“If Neuroses Were Visible, This is What They Would Look Like”
Chalk-white extensions of the human body, huge hot-pink sausages, furniture teetering on bony legs: West’s sculptures give form to both neurotic and relaxed frames of mind. This began in the 1970s with his “Adaptives,” imaginary prostheses fashioned of paper maché and plaster one can carry around, hold in front of the face, or place against the body. They were followed by spindly lamps, chairs, and sofas inviting users to relax and interact. The 1990s saw cheerful outdoor sculptures that looked like brightly coloured pieces of excrement or heads wrapped in colourful bandages. They became popular gathering places, coupling practical utility with social intercourse like everything West created.
West was born 1947 in Vienna. His father was a coal monger, his mother a dentist (it was in her practice that West discovered the glowing pink of dentures and learned how to make paper maché).
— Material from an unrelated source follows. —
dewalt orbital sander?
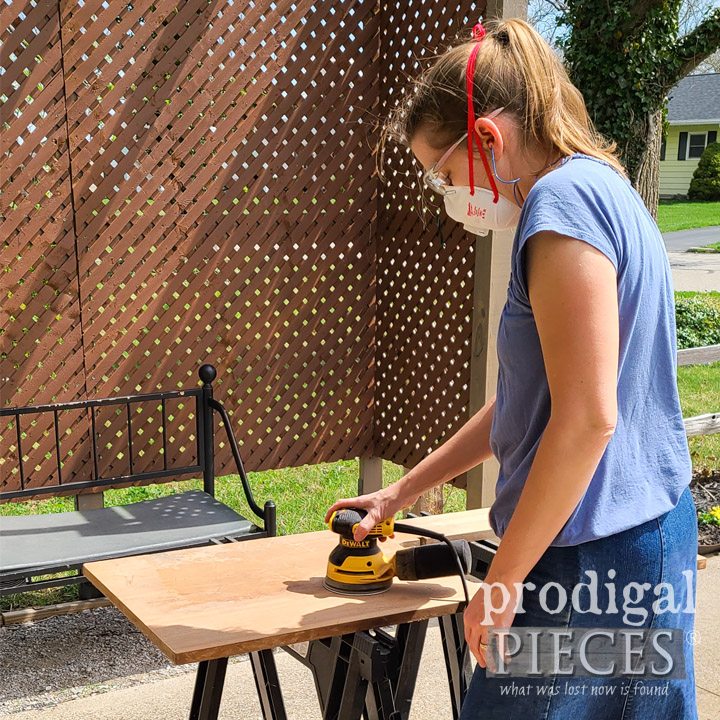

The family lived in the public housing estate Karl-Marx-Hof, also known as the “Versailles of workers,” whose length of 1,050 meters makes it the world’s largest contiguous residential structure. West’s parents rubbed shoulders with local artists: His father would give them jobs, while his mother offered treatments at a discount. As a boy, Franz began haunting coffee houses to hawk drawings he had made. This being the heyday of the “Vienna Actionists,” he came across one of their radical performance-art “actions” at the age of 16. The experience plunged him into a three-week depression, but he pulled himself together and went right back. In 1968, he attended Kunst und Revolution, the happening featuring Otto Muehl, Oswald Wiener, Peter Weibel and others later known as the “University Debauch”: 300 spectators were confronted with masturbation, flagellation, and defecation taking place on the stage. When it was all over and an awkward silence had descended, West is said to have spontaneously taken the floor, thanking the artists for a great evening and inviting the audience to applaud.
It was this casual irony, coupled with a curiosity for bodily needs, that characterized West’s work from the outset. He was 30 by the time he started studying at the Fine Arts Academy under Bruno Gironcoli – whose otherworldly aluminum and polyester figures were a far cry from performance art – but was soon making his own mark on art history with his “Adaptives.” “If neuroses were visible, this is what they would look like,” is how he described his amorphous, intentionally imperfect plaster objects, which could be worn on the head, under the arm or as vestments. They carried interaction and dialogue into the artistic space, which all of a sudden could be anywhere. Viewers became users, handling these somewhat organic sculptures – as if art consisted of exuberantly proliferating mutations of body parts, excretions, and psychoses that brazenly make their way into the world. This punk attitude makes West more akin to the likes of Martin Kippenberger than to the Actionists seeking to defy bourgeois conventions by blood-soaked stage rituals, but who left the audience in its time-worn passivity.
“West was never about autonomous artistic products,” explains curator Veit Loers, “he was interested in discreet interventions: surreal productions in the Austrian cultural landscape that was still authoritarian and had dictated to art its proper role: It was to manifest the antithesis of a society that wanted only peace and serenity, to the point of favoring the soporific. Yet West loved to stage himself as part of this social set, having himself photographed as an artiste reclining, reposing, or daydreaming – making contemplation integral to his work.”
From 1973 until his passing in 2012, West created hundreds of sculptures, many of which were shown at the world’s leading exhibitions, e.g. at the Skulptur Projekte in Münster, at the Austrian Pavilion of the Venice Biennale, at Documenta IX, at the Schinkel Pavilion in Berlin, or at the Centre Pompidou in Paris. His works have never become outdated. On the contrary: Thanks to their unfinished look and practical usability, also as a means of communication, they impact daily life instead of being unapproachable artistic statements. Thus, West’s work lives on in a way that gives him a lingering, almost ghostly presence.
The Franz West Privatstiftung has made it its mission to show his work internationally and to showcase his visionary significance. “Franz West was an unusual human being to be sure, incredibly open and accessible, but also incorruptible and intractable. He was highly focused; art pervaded his life,” recalls Ines Turian, who began working for him in 1997 and is now one of the two managing directors of Werknutzungsgesellschaft mbH, a subsidiary of the Privatstiftung. The foundation is headquartered in West’s former studio at Esteplatz 3 in Vienna and opens its doors to the public every first Thursday of the month from 11 am to 1 pm. Already visible from afar are the looming, epoxy resin sculptures on the plaza: elongated heads that seem to commune with one another while inviting passers-by to join the colloquy – and to pay a visit to someone who gave completely new meaning to art and leisure.